In the UK, it’s mostly cooked in stews and soups. In France, there was a fad for instant barley salads in the 80s. Cooking barley can be time consuming; 1 hour and 15 minutes, but if you have a pressure cooker you’re in for a great wholesome treat. The texture is fantastic in salads, and in this one, I’ve played with soft (butternut squash, lentils, barley) and crunchy (red pepper, spring onion, red cabbage). It’s also a ‘rainbow on a plate’ kind of dish packed with proteins, vitamins and antioxidants.

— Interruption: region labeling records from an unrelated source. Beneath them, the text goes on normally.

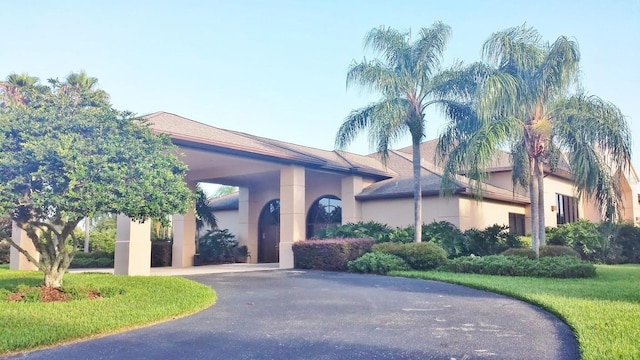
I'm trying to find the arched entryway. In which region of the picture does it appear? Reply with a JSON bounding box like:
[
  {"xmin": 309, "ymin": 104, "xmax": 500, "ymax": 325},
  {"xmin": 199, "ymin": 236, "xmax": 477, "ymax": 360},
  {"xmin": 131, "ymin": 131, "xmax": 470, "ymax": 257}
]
[
  {"xmin": 258, "ymin": 199, "xmax": 280, "ymax": 263},
  {"xmin": 307, "ymin": 195, "xmax": 342, "ymax": 239}
]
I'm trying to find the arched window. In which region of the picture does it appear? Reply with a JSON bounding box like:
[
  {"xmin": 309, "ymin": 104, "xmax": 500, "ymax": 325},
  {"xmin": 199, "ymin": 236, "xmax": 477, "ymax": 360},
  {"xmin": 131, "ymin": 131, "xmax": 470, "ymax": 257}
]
[{"xmin": 307, "ymin": 195, "xmax": 342, "ymax": 239}]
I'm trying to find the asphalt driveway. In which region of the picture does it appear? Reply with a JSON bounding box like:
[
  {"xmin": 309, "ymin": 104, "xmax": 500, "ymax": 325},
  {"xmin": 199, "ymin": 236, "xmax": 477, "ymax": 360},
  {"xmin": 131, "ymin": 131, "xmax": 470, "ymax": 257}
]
[{"xmin": 6, "ymin": 270, "xmax": 579, "ymax": 360}]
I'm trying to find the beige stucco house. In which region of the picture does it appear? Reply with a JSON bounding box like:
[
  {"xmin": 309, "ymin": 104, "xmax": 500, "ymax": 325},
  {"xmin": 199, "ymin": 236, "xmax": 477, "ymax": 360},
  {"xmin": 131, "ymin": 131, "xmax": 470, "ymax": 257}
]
[{"xmin": 11, "ymin": 112, "xmax": 640, "ymax": 274}]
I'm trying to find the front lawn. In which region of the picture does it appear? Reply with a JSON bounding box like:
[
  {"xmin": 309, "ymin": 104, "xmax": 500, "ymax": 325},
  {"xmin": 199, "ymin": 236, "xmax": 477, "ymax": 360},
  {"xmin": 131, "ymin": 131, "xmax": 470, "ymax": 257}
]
[
  {"xmin": 0, "ymin": 266, "xmax": 216, "ymax": 355},
  {"xmin": 390, "ymin": 265, "xmax": 640, "ymax": 360}
]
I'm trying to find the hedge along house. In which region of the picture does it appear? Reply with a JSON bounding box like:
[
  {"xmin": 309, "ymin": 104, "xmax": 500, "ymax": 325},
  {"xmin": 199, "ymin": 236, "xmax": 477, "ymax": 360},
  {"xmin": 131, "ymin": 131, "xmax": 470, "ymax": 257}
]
[{"xmin": 11, "ymin": 112, "xmax": 640, "ymax": 275}]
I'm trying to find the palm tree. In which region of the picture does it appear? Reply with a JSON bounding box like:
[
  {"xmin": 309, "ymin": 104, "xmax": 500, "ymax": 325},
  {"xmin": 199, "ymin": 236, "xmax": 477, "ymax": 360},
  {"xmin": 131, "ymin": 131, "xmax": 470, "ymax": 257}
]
[
  {"xmin": 335, "ymin": 22, "xmax": 464, "ymax": 242},
  {"xmin": 438, "ymin": 25, "xmax": 631, "ymax": 253},
  {"xmin": 0, "ymin": 73, "xmax": 40, "ymax": 105}
]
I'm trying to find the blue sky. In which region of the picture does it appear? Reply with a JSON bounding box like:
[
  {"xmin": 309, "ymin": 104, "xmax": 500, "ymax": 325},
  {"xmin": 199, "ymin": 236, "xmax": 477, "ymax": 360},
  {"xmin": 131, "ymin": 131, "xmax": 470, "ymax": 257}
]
[{"xmin": 0, "ymin": 0, "xmax": 640, "ymax": 176}]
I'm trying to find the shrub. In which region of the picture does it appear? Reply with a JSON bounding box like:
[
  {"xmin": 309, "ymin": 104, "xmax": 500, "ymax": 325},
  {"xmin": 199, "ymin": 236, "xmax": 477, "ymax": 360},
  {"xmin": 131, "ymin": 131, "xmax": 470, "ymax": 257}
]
[
  {"xmin": 422, "ymin": 221, "xmax": 470, "ymax": 258},
  {"xmin": 464, "ymin": 224, "xmax": 522, "ymax": 256},
  {"xmin": 315, "ymin": 221, "xmax": 392, "ymax": 242},
  {"xmin": 0, "ymin": 240, "xmax": 11, "ymax": 264},
  {"xmin": 69, "ymin": 251, "xmax": 113, "ymax": 268},
  {"xmin": 547, "ymin": 219, "xmax": 607, "ymax": 262},
  {"xmin": 500, "ymin": 248, "xmax": 538, "ymax": 259},
  {"xmin": 373, "ymin": 242, "xmax": 447, "ymax": 270},
  {"xmin": 539, "ymin": 245, "xmax": 581, "ymax": 259},
  {"xmin": 439, "ymin": 255, "xmax": 596, "ymax": 278},
  {"xmin": 198, "ymin": 229, "xmax": 238, "ymax": 263},
  {"xmin": 347, "ymin": 252, "xmax": 409, "ymax": 274},
  {"xmin": 292, "ymin": 238, "xmax": 374, "ymax": 270},
  {"xmin": 151, "ymin": 241, "xmax": 173, "ymax": 267}
]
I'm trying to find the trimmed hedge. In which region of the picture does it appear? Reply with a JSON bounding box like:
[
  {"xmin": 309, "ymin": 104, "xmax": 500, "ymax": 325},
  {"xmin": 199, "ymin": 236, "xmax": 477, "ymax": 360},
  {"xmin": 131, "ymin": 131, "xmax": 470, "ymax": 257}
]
[
  {"xmin": 438, "ymin": 255, "xmax": 596, "ymax": 278},
  {"xmin": 538, "ymin": 245, "xmax": 582, "ymax": 259},
  {"xmin": 292, "ymin": 238, "xmax": 374, "ymax": 271},
  {"xmin": 69, "ymin": 251, "xmax": 113, "ymax": 268},
  {"xmin": 151, "ymin": 241, "xmax": 173, "ymax": 267},
  {"xmin": 347, "ymin": 252, "xmax": 410, "ymax": 275},
  {"xmin": 373, "ymin": 242, "xmax": 447, "ymax": 270},
  {"xmin": 500, "ymin": 248, "xmax": 538, "ymax": 259}
]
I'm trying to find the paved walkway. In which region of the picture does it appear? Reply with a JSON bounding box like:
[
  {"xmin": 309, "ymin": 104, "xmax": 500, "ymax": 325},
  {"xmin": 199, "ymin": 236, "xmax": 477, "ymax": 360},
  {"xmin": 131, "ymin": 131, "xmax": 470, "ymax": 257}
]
[{"xmin": 3, "ymin": 270, "xmax": 579, "ymax": 360}]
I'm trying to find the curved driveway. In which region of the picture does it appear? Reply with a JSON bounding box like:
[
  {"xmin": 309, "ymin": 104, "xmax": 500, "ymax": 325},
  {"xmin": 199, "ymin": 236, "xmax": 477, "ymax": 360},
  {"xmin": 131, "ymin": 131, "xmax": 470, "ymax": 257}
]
[{"xmin": 6, "ymin": 270, "xmax": 579, "ymax": 360}]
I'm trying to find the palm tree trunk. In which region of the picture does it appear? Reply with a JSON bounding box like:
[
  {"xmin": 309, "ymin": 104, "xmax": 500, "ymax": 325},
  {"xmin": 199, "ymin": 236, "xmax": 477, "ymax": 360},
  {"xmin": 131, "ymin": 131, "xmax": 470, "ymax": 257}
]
[
  {"xmin": 529, "ymin": 158, "xmax": 540, "ymax": 255},
  {"xmin": 536, "ymin": 160, "xmax": 546, "ymax": 246},
  {"xmin": 412, "ymin": 140, "xmax": 422, "ymax": 242}
]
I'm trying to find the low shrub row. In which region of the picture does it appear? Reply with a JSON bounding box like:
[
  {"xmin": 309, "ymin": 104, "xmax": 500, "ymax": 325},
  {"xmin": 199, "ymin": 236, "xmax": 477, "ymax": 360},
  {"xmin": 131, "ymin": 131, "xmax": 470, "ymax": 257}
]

Because lentils and barley are a bit bland, I’ve made a zesty, tangy and spicy dressing – fresh ginger, garlic, lime and lemon juice – to go with it.
A very refreshing and healthy dish for summer.
serves 4 people
preparation: 1 hour
- 200 gr. green lentils
- 200 gr. pearl barley
- 4 spring onions
- 2 red peppers
- half a butternut squash
- 1/4 of a red cabbage
- 6 tbsp. olive oil
- 1 tsp. grated fresh ginger
- 1 tsp. ground ginger
- 1 tsp. ground coriander
- 1 tsp. mild chilli powder
- 2 small garlic cloves
- 2 limes
- 1 lemon
- 1 tsp. brown
- Cook the green lentils. I use my pressure for stews but lentils tend to explode, so for salads I cook them traditionally, which takes 35-40 minutes.
- Cook the pearl barley in a pressure cooker.
- Dice and steam the butternut squash for 30 minutes.
- Leave lentils, barley and squash to cool down in a big salad dish and put in the fridge.
- Chop the spring onions. Grate the red cabbage. Dice the red pepper. Add to the barley-lentil-squash mix.
- Prepare the dressing: in a small bowl, put salt, sugar and spices. Add grated fresh ginger and finely chopped -or grated- garlic.
- Add the juice of the lemon and limes. Finally add the olive oil little by little and stir well.